Are there additional licensees involved in this transaction: No (if yes, Supplemental form 525A is required.)
A Georgia real estate licensee shall:
Not deal with any party to a real estate transaction in a manner which is deceitful, fraudulent, or dishonest.
Exercise reasonable skill and care with respect to all parties to the real estate transaction.

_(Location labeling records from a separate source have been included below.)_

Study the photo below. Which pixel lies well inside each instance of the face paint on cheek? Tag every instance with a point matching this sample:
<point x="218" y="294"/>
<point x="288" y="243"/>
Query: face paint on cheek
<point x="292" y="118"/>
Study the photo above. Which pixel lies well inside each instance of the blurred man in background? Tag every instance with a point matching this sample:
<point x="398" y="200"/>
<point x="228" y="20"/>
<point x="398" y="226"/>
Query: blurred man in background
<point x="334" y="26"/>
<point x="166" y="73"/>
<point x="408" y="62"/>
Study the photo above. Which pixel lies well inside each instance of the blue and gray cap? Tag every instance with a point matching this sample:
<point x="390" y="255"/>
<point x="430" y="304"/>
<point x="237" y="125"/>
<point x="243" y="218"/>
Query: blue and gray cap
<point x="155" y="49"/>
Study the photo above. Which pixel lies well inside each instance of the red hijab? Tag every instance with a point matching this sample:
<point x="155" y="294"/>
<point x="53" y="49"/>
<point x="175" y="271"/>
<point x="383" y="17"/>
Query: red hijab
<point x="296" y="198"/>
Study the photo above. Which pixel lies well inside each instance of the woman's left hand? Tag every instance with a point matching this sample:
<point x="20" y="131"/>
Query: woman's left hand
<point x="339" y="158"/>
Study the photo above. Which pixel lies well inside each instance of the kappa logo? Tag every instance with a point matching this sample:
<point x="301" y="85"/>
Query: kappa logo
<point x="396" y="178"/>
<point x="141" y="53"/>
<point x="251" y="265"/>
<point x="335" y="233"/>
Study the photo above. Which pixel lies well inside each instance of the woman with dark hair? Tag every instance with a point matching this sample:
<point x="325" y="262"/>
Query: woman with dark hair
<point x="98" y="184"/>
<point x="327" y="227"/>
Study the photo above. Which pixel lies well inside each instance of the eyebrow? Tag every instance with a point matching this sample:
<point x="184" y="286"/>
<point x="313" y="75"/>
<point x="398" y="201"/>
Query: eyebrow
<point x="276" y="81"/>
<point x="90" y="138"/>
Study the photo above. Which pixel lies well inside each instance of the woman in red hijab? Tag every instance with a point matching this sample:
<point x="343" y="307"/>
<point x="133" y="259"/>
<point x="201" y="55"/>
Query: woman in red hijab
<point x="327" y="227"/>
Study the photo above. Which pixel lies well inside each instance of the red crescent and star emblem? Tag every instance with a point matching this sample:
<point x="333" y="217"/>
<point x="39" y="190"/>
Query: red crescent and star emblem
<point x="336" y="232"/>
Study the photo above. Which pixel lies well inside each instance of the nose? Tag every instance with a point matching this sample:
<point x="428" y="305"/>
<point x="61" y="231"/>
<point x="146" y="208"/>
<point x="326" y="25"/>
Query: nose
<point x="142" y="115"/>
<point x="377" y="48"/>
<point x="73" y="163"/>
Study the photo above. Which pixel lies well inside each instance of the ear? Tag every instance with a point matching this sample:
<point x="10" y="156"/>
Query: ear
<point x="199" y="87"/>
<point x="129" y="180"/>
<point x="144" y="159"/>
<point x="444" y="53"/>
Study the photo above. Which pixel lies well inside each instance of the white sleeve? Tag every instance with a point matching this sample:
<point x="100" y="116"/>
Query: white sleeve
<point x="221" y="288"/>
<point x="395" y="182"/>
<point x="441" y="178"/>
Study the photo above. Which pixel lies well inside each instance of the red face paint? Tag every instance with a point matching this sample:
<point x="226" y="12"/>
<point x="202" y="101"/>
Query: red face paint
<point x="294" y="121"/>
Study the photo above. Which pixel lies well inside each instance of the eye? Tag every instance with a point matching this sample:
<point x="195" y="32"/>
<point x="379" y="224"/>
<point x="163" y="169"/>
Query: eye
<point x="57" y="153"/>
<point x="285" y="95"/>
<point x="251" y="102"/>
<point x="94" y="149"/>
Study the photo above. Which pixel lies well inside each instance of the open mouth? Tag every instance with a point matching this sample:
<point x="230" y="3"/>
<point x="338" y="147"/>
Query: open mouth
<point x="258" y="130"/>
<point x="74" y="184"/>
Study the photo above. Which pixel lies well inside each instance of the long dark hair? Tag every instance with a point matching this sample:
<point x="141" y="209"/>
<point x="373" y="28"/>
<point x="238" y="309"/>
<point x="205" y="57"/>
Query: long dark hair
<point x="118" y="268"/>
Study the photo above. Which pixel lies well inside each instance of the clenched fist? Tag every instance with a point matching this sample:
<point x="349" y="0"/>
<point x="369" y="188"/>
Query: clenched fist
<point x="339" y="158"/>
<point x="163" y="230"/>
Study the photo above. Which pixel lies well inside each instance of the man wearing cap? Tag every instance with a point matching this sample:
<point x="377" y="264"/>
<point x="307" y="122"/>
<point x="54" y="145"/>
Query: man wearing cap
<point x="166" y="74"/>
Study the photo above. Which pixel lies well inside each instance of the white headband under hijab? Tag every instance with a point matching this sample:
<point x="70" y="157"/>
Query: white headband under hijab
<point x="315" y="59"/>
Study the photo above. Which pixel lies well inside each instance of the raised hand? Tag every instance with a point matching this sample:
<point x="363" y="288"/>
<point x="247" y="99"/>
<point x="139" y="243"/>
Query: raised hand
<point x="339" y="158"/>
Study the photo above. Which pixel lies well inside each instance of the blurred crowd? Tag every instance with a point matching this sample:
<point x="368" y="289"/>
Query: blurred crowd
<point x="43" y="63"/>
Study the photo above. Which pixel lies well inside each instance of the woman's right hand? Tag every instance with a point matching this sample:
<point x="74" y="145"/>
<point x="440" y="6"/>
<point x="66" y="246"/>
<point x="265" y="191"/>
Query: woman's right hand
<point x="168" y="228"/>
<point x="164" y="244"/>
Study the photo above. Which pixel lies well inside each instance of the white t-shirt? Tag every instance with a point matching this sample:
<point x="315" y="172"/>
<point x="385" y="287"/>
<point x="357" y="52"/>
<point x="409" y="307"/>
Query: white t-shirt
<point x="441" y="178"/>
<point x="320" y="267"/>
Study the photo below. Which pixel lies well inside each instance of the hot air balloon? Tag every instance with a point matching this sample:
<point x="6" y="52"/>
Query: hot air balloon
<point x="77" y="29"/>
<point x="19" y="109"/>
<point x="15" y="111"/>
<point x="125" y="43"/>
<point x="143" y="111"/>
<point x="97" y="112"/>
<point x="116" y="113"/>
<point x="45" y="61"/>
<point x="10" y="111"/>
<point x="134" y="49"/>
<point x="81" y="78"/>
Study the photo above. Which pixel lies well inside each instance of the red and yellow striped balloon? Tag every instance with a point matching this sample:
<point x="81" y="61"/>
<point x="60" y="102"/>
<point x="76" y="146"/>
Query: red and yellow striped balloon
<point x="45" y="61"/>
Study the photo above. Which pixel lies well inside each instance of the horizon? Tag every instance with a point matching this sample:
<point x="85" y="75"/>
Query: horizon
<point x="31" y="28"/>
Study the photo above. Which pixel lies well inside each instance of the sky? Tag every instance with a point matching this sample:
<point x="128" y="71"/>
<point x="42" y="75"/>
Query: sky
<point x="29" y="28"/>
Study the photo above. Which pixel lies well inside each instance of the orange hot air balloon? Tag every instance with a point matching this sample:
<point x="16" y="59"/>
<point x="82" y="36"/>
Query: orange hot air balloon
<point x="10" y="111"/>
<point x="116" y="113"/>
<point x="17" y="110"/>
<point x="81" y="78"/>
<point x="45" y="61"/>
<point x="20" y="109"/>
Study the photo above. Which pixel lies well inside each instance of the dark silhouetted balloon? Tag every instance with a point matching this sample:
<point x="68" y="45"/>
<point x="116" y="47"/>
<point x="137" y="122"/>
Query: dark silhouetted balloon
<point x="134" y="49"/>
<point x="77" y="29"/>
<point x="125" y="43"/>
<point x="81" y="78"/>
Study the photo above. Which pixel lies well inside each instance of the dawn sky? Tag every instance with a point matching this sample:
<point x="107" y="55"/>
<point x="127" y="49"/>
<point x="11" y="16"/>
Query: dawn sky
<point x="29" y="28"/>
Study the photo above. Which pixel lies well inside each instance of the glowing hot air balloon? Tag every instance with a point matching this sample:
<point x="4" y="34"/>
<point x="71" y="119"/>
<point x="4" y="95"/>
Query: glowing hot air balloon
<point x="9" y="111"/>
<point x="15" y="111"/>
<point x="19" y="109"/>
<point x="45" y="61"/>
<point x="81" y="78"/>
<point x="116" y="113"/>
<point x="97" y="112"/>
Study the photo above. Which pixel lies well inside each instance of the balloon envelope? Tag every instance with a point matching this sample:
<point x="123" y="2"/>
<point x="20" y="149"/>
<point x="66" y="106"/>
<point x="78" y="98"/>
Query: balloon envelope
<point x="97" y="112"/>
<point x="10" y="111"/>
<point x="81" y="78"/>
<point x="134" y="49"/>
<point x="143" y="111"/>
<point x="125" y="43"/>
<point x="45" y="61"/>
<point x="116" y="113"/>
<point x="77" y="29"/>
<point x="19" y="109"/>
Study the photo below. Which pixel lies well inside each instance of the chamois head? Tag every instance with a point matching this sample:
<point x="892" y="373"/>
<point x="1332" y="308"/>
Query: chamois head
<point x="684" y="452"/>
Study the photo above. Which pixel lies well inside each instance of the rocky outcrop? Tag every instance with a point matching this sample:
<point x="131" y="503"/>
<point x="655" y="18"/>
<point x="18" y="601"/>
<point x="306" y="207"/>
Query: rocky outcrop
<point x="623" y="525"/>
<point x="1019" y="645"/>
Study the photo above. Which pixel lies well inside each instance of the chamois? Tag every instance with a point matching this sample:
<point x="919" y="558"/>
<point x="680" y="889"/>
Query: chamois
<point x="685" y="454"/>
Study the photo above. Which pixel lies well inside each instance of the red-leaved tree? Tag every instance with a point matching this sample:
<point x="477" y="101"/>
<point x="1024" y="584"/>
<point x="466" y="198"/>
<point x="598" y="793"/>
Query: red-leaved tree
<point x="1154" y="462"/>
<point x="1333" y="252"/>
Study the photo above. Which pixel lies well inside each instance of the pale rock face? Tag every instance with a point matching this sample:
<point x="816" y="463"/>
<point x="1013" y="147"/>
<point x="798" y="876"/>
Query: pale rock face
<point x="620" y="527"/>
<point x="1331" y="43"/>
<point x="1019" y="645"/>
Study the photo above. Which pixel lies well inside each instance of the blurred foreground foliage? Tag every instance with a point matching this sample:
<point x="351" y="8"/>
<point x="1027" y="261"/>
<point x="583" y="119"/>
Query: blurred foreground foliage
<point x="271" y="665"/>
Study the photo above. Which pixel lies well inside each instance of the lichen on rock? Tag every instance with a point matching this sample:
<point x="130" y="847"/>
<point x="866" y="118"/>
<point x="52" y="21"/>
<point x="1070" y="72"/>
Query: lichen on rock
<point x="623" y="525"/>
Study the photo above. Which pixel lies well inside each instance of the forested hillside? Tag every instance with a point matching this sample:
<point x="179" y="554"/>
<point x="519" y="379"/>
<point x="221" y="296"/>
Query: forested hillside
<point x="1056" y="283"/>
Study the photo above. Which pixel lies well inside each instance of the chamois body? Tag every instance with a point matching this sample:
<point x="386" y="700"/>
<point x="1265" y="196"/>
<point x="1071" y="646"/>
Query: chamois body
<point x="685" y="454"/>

Disclose to each party to the real estate transaction as soon as practicable:
Any material and relevant facts, data, or information which the licensee knows, or with reasonable care and diligence the licensee should know, about the property.
Each source from which the licensee will receive compensation.
Abide by all other duties, responsibilities, and obligations required of the licensee by law or regulations.
Licensee’s Duties Owed to the Client:
A Georgia real estate licensee shall:
Exercise reasonable skill and care to carry out the terms of the brokerage agreement and the licensee’s duties in the brokerage agreement;
Not disclose, except to the licensee’s broker, confidential information relating to a client for 1 year after the revocation or termination of the brokerage agreement unless the licensee is required to do so by court order or the client gives written permission;
Seek a sale, purchase, option, rental, or lease of real property at the price and terms stated in the brokerage agreement or at a price acceptable to the client;
Present all offers made to or by the client as soon as practicable, unless the client chooses to waive the duty of the licensee to present all offers and signs a waiver of the duty on a form prescribed by the Division;
Disclose to the client material facts of which the licensee has knowledge concerning the real estate transaction;
Advise the client to obtain advice from an expert relating to matters that are beyond the expertise of the licensee; and
Account to the client for all money and property the licensee receives in which the client may have an interest.
I/We acknowledge receipt of a copy of this list of licensee duties, and have read and understand this disclosure.